People will always disagree, even kids and their parents. What's interesting is that, had the kids parents been more careful, this whole unfortunate mess could have been avoided. Perhaps if more parents took an interest iin what their kids play, and took part, such misunderstanding would be few.

On top of all that, the biggest mistake adults sometimes make, is in underestimating the determination and will of kids to do things for themselves.

And who's stirring this pot of ignorance? None of than the news media. They'd love to paint that negative picture and see no merit in games. Waving that addiction word around has no real basis and they feel the need to reach a bit.

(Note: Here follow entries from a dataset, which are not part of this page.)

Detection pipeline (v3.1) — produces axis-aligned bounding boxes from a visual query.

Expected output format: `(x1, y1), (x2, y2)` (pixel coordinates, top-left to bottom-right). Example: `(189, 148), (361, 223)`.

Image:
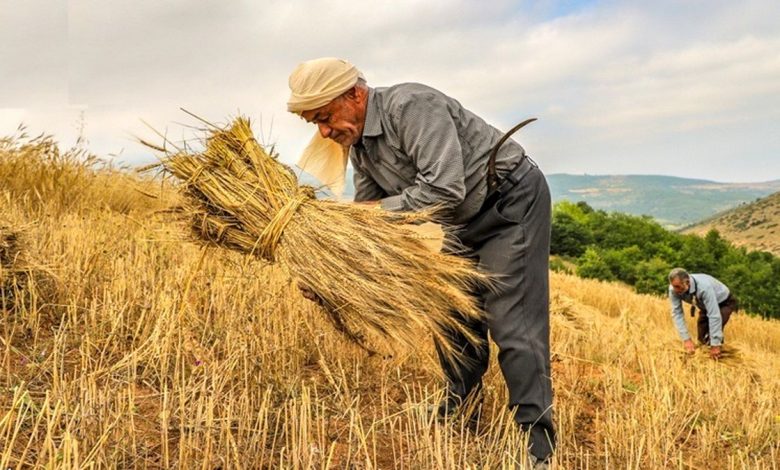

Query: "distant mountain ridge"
(546, 174), (780, 228)
(297, 168), (780, 228)
(683, 191), (780, 256)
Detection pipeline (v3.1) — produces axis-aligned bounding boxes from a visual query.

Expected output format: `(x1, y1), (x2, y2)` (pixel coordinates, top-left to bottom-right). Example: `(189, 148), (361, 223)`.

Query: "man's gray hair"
(668, 268), (690, 283)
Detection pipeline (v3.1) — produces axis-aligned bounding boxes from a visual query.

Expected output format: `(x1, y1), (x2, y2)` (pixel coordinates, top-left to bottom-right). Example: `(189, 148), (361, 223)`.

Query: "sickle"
(487, 118), (537, 193)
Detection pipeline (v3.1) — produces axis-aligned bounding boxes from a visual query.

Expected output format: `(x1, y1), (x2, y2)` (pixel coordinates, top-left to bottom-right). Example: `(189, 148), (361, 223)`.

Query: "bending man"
(288, 57), (555, 466)
(668, 268), (738, 359)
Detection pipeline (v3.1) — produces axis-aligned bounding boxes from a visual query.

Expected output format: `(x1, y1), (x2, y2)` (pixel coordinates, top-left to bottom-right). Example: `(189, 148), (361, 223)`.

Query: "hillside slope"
(2, 134), (779, 469)
(684, 191), (780, 256)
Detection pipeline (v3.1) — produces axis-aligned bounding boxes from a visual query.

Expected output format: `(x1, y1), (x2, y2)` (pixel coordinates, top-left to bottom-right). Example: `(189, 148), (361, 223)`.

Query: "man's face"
(670, 278), (690, 295)
(301, 88), (366, 147)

Perhaps next time, parents should think long and hard, which is worse, having you kids indoors playing games safely or being out god knows where, in danger or worse. Don't get your wires crossed, Canada. Its a tragedy this kid died, but that could have been easily avoided, by just letting the kid play his damn games in peace, not rocket science, people.

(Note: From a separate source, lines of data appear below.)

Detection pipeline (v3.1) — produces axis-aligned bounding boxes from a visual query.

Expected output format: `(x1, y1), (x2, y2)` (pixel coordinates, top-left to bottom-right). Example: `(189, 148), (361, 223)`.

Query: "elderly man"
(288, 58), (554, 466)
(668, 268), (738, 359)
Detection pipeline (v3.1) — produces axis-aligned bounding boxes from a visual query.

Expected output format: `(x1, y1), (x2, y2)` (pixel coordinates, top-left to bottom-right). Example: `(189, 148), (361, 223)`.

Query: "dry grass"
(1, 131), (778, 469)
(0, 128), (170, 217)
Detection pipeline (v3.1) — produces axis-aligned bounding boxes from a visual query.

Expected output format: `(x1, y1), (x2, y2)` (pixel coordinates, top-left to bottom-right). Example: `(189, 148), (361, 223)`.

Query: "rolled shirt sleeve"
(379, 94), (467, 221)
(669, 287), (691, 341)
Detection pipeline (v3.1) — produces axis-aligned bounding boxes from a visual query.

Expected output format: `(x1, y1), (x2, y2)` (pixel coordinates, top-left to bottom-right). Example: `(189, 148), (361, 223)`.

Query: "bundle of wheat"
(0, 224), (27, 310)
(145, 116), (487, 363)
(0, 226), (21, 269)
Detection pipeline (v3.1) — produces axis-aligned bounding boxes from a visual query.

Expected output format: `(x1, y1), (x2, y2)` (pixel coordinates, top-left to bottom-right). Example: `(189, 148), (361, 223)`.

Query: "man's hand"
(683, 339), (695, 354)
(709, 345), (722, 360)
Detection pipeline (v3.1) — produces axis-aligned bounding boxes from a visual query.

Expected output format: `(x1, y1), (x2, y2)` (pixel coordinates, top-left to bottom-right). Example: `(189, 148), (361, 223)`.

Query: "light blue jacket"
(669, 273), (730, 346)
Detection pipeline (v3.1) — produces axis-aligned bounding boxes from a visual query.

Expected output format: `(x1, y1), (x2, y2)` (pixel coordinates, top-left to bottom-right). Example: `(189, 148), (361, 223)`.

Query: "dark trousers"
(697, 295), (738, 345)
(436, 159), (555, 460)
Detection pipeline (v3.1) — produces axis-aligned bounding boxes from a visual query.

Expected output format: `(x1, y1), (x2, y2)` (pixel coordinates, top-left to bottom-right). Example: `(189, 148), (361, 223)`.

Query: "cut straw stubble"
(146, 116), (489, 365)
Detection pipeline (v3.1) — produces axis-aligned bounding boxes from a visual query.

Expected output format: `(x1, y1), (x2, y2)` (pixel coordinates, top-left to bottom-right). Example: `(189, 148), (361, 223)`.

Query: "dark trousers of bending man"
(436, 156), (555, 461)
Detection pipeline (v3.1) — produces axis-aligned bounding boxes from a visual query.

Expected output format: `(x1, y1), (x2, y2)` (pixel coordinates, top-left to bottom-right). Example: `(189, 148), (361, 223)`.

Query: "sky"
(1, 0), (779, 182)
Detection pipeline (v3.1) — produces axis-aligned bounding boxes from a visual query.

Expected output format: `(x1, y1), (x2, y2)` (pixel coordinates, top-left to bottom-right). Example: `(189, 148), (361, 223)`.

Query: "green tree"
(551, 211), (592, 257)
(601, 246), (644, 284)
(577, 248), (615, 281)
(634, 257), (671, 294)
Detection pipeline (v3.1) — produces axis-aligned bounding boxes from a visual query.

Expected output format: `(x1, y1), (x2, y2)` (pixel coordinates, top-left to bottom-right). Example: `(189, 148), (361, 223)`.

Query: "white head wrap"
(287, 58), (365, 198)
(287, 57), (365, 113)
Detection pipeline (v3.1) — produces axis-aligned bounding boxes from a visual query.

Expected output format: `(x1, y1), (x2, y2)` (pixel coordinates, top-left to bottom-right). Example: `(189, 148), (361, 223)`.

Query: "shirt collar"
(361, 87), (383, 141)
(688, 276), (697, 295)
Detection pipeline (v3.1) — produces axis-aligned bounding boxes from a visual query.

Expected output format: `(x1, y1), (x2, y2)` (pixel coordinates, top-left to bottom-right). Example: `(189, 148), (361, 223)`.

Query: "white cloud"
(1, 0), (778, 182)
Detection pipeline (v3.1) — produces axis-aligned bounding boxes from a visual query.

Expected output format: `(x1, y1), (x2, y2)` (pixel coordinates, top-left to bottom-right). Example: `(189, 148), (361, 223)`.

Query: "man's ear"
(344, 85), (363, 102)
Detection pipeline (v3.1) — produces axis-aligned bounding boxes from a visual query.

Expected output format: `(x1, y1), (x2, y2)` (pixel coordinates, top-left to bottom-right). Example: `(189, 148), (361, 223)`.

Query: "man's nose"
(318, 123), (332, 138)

Nihilistic 11 Mar 2009 04:23
Yeah a lot of the small town reporting comes from the nationalized broadcasting corp, the CBC. We only have a few big national networks at all, but I don't read any of them because they're so biased, and I don't even bother watching the local news at all because there's just so much crap and I wouldn't want to risk repeating any of it. I know CNN's accused of being left leaning but they seem to disclose their information well, at least on the web, so they're the only oens I trust. I noticed on my igoogle last thursday though that there was a CBC or CTV article on Eastern Canadian ski deaths, and I'd just given a presentation on ski hill liability waivers that day. What struck me was that in two of three deaths in the last month they were wearing helmets and still died, compared to out here in Western Canada where most of the ski hills are and no one wears helmets and I've never heard of a ski death other than from avalanches. But the interesting part was that part of the article was devoted to talking about lobby groups who'd increased their calls for mandatory helment legislation!!! I think part of it is that the news feels like they have to satisfy every group, because if they don't mention the idiotic ideas then the idiots accuse them of bias and uncomprehensive coverage, but sometimes it just seems so stupid. For the most part the little newspapers have to cater to the locals, that's where it's nice to have speacialty magazines and news companies like CNN who don't feel the need to add opinion or subjectivity to every article in order to tell their readers how to think.
Brad D. 11 Mar 2009 12:30
Great to see our humble little gathering garner so much attention. Those in attendance will probably find my presentation educational and very fair. Should we be concerned by usage of the word "addiction?" Sometimes, but I'll stop using that word when the industry stops carelessly tossing around the word "addictive" to promote its products in reviews and interviews.